When does crude behavior cross the line into sexual harassment?

It is not unusual for Louisiana workers to occasionally hear other employees make off-color jokes or crude comments in the workplace. But when do these behaviors rise to the level of illegal sexual harassment?

It is not always an easy determination to make, and whether conduct constitutes sexual harassment will depend on the specific facts involved. Occasional joking or teasing does not necessarily constitute sexual harassment. But if the jokes and teasing are so frequent and pervasive that they create a hostile working environment, they constitute sexual harassment and the victim can bring a claim for damages.

Sexual harassment also occurs when it results in the firing or demotion of the victim, or any adverse action such as reassignment to a less favorable position. Furthermore, quid pro quo sexual harassment occurs when a supervisor or manager suggests to an employee that they risk losing their job or not being promoted if they don't give sexual favors. Unwanted sexual advances are another common form of sexual harassment.

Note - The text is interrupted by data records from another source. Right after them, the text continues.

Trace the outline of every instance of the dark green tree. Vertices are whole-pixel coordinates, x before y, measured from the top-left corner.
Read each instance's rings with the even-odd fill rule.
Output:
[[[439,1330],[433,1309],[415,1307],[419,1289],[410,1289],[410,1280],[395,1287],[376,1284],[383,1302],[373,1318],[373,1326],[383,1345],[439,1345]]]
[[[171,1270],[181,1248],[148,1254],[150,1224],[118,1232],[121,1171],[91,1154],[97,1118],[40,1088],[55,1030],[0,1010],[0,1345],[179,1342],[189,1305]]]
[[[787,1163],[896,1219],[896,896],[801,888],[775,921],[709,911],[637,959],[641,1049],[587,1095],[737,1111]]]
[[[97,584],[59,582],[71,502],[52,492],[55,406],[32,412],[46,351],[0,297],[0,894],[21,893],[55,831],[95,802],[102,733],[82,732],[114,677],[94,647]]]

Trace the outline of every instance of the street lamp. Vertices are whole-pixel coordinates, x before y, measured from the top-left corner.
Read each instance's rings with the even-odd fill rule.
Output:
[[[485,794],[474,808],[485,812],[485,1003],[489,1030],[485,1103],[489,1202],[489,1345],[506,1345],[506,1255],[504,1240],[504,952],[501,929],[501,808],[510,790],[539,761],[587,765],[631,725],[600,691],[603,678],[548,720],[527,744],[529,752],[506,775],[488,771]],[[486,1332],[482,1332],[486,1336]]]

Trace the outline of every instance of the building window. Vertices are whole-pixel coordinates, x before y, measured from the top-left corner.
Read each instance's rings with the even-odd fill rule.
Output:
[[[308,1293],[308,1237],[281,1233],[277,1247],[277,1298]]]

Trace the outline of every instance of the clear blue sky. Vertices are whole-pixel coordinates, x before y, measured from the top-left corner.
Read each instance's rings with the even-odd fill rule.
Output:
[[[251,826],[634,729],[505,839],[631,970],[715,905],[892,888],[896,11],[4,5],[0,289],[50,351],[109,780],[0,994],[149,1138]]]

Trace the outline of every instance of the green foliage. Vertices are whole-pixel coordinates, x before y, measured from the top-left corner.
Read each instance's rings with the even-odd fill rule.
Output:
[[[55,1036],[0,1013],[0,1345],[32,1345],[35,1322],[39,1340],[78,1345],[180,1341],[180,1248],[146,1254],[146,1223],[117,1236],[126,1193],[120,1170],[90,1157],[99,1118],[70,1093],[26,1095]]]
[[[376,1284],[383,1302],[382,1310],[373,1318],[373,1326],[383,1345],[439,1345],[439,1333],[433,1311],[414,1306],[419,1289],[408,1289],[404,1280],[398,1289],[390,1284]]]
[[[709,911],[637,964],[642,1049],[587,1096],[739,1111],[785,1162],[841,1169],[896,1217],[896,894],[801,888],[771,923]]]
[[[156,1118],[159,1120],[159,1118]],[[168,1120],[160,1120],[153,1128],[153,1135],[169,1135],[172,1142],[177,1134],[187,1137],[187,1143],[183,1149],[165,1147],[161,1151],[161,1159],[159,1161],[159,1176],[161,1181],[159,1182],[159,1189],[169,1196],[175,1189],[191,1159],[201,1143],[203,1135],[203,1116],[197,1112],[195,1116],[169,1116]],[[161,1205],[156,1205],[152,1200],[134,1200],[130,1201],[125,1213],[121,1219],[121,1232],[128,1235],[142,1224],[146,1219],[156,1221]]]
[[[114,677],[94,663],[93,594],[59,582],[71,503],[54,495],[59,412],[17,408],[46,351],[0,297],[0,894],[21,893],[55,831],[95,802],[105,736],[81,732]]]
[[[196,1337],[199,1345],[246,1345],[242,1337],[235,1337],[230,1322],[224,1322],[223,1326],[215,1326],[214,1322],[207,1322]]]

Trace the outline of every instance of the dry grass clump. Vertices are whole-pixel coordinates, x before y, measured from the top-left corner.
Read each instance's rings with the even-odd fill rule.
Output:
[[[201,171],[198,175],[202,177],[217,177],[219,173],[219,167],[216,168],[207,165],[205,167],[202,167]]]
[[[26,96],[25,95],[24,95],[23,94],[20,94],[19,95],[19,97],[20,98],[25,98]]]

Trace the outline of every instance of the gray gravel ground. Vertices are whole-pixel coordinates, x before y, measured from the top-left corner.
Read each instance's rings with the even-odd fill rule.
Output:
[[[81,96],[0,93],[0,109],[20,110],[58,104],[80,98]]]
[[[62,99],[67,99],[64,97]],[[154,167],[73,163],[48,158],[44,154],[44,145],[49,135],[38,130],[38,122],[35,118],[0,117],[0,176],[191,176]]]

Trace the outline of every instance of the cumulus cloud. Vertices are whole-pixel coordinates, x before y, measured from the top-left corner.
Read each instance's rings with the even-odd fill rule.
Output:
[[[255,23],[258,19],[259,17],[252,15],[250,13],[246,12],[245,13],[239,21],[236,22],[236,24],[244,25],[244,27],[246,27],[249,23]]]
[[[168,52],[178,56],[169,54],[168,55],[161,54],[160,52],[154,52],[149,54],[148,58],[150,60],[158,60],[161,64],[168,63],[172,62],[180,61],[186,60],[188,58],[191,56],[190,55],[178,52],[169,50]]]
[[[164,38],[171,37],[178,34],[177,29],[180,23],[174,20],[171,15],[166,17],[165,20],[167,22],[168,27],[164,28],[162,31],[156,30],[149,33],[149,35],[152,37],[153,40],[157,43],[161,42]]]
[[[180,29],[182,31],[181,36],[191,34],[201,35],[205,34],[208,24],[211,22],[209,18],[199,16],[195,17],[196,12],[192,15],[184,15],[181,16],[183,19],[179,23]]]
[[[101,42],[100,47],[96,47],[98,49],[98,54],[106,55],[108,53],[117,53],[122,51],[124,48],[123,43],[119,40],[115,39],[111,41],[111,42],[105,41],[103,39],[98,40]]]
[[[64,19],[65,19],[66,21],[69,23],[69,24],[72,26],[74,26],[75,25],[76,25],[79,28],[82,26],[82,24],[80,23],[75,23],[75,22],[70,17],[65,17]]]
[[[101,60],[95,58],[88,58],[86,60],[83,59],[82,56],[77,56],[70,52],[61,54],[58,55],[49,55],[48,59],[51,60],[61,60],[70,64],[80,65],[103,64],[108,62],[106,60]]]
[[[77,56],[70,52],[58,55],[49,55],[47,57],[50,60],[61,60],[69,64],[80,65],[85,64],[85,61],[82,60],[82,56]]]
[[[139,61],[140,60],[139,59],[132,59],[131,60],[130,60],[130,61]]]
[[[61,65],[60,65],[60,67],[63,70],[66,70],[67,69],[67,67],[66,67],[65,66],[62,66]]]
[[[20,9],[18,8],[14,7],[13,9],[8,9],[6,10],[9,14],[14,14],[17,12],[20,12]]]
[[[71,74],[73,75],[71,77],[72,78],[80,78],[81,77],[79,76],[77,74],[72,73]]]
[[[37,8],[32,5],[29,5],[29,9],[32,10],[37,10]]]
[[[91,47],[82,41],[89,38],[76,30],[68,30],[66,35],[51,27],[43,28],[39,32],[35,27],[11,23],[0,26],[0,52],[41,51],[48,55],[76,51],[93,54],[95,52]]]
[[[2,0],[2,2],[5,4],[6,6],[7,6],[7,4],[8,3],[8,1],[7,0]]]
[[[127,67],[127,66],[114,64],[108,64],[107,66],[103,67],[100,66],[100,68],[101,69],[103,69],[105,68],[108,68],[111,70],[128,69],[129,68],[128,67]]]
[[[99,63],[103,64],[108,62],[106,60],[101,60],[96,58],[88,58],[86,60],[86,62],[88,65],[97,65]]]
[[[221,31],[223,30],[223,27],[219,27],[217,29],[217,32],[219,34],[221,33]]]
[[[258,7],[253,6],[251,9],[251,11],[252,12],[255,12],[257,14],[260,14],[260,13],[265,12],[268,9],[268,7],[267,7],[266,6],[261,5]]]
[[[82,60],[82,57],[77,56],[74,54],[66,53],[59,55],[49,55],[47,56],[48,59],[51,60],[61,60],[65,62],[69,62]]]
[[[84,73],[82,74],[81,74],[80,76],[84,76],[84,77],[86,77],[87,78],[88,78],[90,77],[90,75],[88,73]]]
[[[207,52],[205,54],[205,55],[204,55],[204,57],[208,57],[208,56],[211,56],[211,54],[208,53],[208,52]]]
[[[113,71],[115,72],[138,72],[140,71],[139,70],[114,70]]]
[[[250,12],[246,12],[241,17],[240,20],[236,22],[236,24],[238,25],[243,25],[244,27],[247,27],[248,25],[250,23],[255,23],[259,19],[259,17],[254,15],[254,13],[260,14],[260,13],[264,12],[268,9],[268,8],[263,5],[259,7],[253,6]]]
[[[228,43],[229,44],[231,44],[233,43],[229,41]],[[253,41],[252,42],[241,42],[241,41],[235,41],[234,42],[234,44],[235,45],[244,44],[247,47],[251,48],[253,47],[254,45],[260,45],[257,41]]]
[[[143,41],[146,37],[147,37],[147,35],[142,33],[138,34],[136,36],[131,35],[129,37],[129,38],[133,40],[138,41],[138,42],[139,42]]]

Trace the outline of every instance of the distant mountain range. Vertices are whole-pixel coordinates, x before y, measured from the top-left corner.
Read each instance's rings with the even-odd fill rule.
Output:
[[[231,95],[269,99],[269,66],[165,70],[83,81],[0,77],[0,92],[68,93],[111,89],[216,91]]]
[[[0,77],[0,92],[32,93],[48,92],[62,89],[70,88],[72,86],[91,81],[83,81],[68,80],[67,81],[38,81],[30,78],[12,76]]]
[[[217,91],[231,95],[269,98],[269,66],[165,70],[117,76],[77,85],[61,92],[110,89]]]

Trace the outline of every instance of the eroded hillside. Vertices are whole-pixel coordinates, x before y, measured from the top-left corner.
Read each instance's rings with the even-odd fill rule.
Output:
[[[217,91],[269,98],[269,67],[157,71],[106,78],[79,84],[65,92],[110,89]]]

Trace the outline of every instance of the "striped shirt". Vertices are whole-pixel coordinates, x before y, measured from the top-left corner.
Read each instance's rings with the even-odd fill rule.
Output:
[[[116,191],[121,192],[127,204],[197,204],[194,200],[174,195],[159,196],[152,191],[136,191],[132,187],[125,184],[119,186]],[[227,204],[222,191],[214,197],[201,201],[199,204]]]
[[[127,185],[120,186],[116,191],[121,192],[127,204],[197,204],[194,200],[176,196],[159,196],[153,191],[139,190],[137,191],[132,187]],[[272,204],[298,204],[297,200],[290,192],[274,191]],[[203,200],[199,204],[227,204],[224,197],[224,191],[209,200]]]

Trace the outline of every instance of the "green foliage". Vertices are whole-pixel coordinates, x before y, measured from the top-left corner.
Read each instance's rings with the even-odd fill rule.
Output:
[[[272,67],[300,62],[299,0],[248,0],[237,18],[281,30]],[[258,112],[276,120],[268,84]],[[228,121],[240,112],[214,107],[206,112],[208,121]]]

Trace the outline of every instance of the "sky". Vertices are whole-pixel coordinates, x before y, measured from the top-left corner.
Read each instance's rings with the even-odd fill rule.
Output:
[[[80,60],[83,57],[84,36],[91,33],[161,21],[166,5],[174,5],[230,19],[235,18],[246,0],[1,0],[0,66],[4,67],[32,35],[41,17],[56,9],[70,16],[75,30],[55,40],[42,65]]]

Sexual harassment is often thought of in terms of men harassing women. But it can involve women harassing men, and the harasser can be the same gender as the victim. The harasser can be a co-worker, a manager or a customer of the business. When an employer learns of sexual harassment in the workplace they have a legal duty to take prompt action to stop it. If they fail to do so, they can face liability.

Ultimately, sexual harassment is about the harasser attempting to exert power over the victim. But a victim of harassment has the right to fight back. By making a sexual harassment claim against the harasser and the employer, the victim can send a powerful message that the conduct is wrong. Likewise, the victims can recover compensation for the harm done.